Apache-sparkConceptBeginner · 3 min read

What is Lazy Evaluation in Spark: Explained Simply

In Apache Spark, lazy evaluation means that Spark delays running computations until an action is called. Instead of executing each step immediately, Spark builds a plan of transformations and runs them all at once when needed, which saves time and resources.

⚙️

How It Works

Lazy evaluation in Spark works like planning a trip before you start traveling. Imagine you want to visit several places, but instead of going to each place immediately, you first write down all the stops you want to make. Only when your plan is complete do you start the journey, following the best route.

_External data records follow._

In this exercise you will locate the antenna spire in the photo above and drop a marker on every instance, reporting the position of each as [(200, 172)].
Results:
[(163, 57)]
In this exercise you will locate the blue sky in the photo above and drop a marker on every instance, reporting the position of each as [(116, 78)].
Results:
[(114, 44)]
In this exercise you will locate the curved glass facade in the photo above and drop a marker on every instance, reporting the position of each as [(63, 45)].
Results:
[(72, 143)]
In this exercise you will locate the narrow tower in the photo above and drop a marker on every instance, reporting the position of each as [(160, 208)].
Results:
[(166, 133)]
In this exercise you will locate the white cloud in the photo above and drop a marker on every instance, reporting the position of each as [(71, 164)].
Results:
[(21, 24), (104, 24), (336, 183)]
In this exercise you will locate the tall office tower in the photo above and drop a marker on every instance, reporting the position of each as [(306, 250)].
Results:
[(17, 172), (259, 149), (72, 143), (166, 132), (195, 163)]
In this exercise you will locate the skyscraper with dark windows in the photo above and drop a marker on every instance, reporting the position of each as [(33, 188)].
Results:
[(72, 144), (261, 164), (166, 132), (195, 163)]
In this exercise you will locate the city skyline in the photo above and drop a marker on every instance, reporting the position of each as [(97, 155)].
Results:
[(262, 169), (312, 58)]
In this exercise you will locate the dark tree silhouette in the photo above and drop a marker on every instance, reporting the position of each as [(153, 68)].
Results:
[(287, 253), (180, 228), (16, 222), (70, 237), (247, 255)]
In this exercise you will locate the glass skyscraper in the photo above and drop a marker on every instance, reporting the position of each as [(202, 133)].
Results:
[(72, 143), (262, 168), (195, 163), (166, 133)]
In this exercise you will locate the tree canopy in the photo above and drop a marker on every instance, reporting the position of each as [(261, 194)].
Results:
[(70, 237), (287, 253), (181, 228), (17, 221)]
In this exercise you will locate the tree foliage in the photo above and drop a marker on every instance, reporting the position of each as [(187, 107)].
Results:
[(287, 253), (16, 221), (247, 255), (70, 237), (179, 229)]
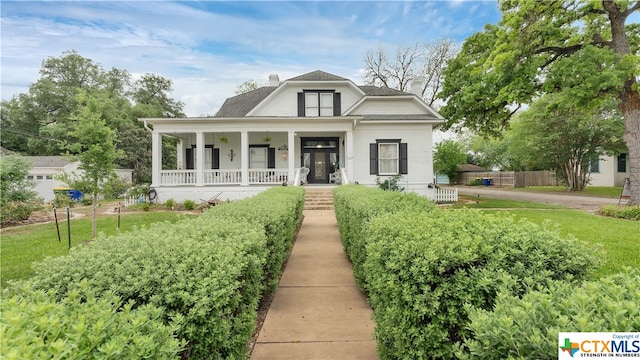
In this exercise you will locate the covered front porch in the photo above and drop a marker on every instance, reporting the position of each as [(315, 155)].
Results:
[(226, 159)]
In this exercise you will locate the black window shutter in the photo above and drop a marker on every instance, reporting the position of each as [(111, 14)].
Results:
[(216, 159), (271, 160), (189, 155), (300, 104), (404, 159), (373, 159)]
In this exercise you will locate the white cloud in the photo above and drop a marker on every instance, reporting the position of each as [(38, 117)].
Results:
[(208, 48)]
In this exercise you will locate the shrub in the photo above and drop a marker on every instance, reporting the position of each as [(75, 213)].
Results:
[(355, 205), (170, 204), (529, 327), (189, 204), (279, 212), (622, 212), (209, 273), (390, 184), (423, 268), (35, 325)]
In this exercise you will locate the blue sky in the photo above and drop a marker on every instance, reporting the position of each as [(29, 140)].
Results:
[(208, 48)]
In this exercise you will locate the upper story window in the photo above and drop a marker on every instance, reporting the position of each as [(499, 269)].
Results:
[(314, 103), (388, 157), (622, 163)]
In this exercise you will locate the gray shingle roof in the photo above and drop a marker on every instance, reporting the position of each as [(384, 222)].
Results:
[(240, 105)]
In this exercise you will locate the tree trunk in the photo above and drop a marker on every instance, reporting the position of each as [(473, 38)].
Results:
[(629, 98), (94, 219)]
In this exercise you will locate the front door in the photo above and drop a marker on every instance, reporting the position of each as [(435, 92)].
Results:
[(320, 156), (319, 172)]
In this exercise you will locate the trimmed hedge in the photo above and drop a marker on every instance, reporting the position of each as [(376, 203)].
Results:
[(424, 270), (208, 271), (35, 325), (278, 212), (528, 327), (355, 205)]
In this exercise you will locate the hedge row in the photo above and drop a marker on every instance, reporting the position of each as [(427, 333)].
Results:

Similarly, Spark does not run each data operation as soon as you write it. Instead, it remembers all the steps (called transformations) you want to perform on your data. When you finally ask for a result (an action), Spark looks at the whole plan and figures out the best way to run all steps together efficiently.

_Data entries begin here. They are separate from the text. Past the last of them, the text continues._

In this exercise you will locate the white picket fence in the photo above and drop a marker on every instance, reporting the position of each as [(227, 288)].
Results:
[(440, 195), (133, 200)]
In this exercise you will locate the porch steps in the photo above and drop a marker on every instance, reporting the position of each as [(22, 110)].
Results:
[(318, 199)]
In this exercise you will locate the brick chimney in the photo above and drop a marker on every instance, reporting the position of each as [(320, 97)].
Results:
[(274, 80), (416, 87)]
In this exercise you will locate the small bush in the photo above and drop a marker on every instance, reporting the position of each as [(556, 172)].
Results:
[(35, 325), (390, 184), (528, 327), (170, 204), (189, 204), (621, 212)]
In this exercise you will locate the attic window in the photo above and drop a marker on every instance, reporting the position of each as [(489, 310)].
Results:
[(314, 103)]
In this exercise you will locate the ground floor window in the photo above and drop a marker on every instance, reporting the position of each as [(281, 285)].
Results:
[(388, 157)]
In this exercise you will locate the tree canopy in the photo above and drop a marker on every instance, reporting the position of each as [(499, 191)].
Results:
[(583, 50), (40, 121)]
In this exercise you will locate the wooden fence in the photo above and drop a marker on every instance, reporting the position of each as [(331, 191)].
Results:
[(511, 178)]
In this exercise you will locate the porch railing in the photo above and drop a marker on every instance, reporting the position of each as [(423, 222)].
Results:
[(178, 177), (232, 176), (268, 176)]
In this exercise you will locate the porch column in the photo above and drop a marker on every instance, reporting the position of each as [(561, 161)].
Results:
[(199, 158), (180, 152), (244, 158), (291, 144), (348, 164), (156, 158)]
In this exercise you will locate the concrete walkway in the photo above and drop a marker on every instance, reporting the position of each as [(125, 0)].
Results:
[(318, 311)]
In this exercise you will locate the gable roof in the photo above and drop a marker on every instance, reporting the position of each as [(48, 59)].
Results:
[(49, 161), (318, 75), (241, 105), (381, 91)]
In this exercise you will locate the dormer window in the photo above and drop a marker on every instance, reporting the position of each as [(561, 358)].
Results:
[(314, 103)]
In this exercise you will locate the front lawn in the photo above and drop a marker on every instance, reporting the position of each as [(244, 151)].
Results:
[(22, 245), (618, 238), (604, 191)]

This approach avoids unnecessary work, like visiting the same place twice, and helps Spark optimize the process to run faster and use less memory.

💻

Example

This example shows lazy evaluation by creating a Spark DataFrame, applying transformations, and only running the computation when an action is called.

python

from pyspark.sql import SparkSession

spark = SparkSession.builder.appName('LazyEvalExample').getOrCreate()

# Create a DataFrame
data = [(1, 'apple'), (2, 'banana'), (3, 'cherry')]
df = spark.createDataFrame(data, ['id', 'fruit'])

# Transformation: filter rows where id > 1
filtered_df = df.filter(df.id > 1)

# Transformation: select only the 'fruit' column
selected_df = filtered_df.select('fruit')

# No computation has run yet because no action is called

# Action: collect the results to the driver
result = selected_df.collect()

# Print the result
print(result)
spark.stop()

Output

[Row(fruit='banana'), Row(fruit='cherry')]

🎯

When to Use

Lazy evaluation is useful whenever you work with large datasets in Spark. It helps by:

Reducing unnecessary computations by combining steps.
Optimizing the execution plan to run faster and use less memory.
Allowing you to build complex data processing pipelines without running intermediate steps.

For example, if you want to clean data, filter it, and then aggregate results, Spark waits until you ask for the final output before running all steps together. This is especially helpful in big data jobs where efficiency matters.

✅

Key Points

Lazy evaluation means Spark delays running transformations until an action is called.
This allows Spark to optimize the entire data processing plan.
Transformations are like instructions; actions trigger execution.
It improves performance and resource use in big data processing.

✅

Key Takeaways

Lazy evaluation delays execution until an action triggers it, saving resources.

Transformations build a plan but do not run immediately in Spark.

Actions like collect() or count() cause Spark to execute the plan.

This approach helps Spark optimize and speed up big data processing.